Let $X\sim N(0,\sigma^2)$ and Z a Bernoulli random variable with
$\begin{equation}\qquad \Pr(Z=z) = \begin{cases}
p & \mbox{if $z = 1$}, \\
1-p & \mbox{if $z = 0$},\\
0 & \mbox{otherwise}.
\end{cases} \end{equation}$
I'm struggling to work out the distribution of $y=Z\cdot X$. It seems straightforward if $Z$ takes values 1 and -1 (The product of a normal and Bernoulli variables, independent from each other). But if I try the same approach, I get stuck at some stage with
$\Pr(Y\leq y) = \frac{1}{2} \Pr(1\cdot X \leq y) + \frac{1}{2} \Pr(0\cdot X \leq y)$.

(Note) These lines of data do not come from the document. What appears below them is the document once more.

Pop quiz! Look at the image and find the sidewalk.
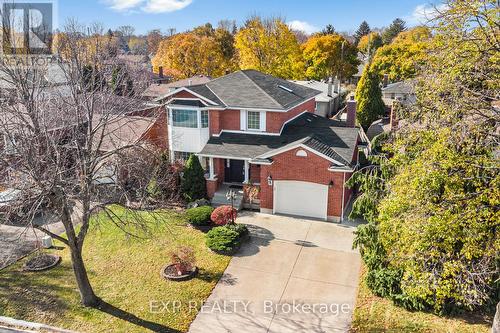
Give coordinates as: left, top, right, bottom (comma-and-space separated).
0, 202, 78, 270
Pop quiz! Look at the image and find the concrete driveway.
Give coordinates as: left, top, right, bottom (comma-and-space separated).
189, 212, 360, 333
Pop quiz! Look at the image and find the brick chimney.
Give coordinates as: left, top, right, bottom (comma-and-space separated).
390, 100, 399, 131
382, 74, 389, 88
346, 95, 357, 127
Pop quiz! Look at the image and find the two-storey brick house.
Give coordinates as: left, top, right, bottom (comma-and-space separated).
160, 70, 361, 221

Not sure how to go on from here. Any help is really appreciated.
Let $y \in (-\infty,0)$. Then:
$F_{Y}(y) = \mathbb P(ZX \le y) = \mathbb P(ZX \le y | Z = 1)\mathbb P(Z=1) + \mathbb P(ZX \le y | Z=0)\mathbb P(Z=0) =$
$ p\mathbb P(X \le y) + (1-p)\mathbb P(0 \le y) = p\mathbb P(X \le y) = p\int_{-\infty}^y \frac{1}{\sqrt{2}\pi\sigma}e^{-\frac{x^2}{2\sigma^2}}dx $
Similar for $y \in [0,+\infty)$, we get:
$F_Y(y) =p\mathbb P(X \le y) + (1-p)\mathbb P(0 \le y) = 1-p + p\mathbb P(X \le y) = 1-p +p\int_{-\infty}^y \frac{1}{\sqrt{2}\pi\sigma}e^{-\frac{x^2}{2\sigma^2}}dx $
So, when $\mu$ is the distribution of $\mathcal N(0,\sigma^2)$, then $\mu_{Y}$ is given by:
$\mu_Y(A) = (1-p)\cdot \delta_{0}(A) + p\cdot \mu(A)$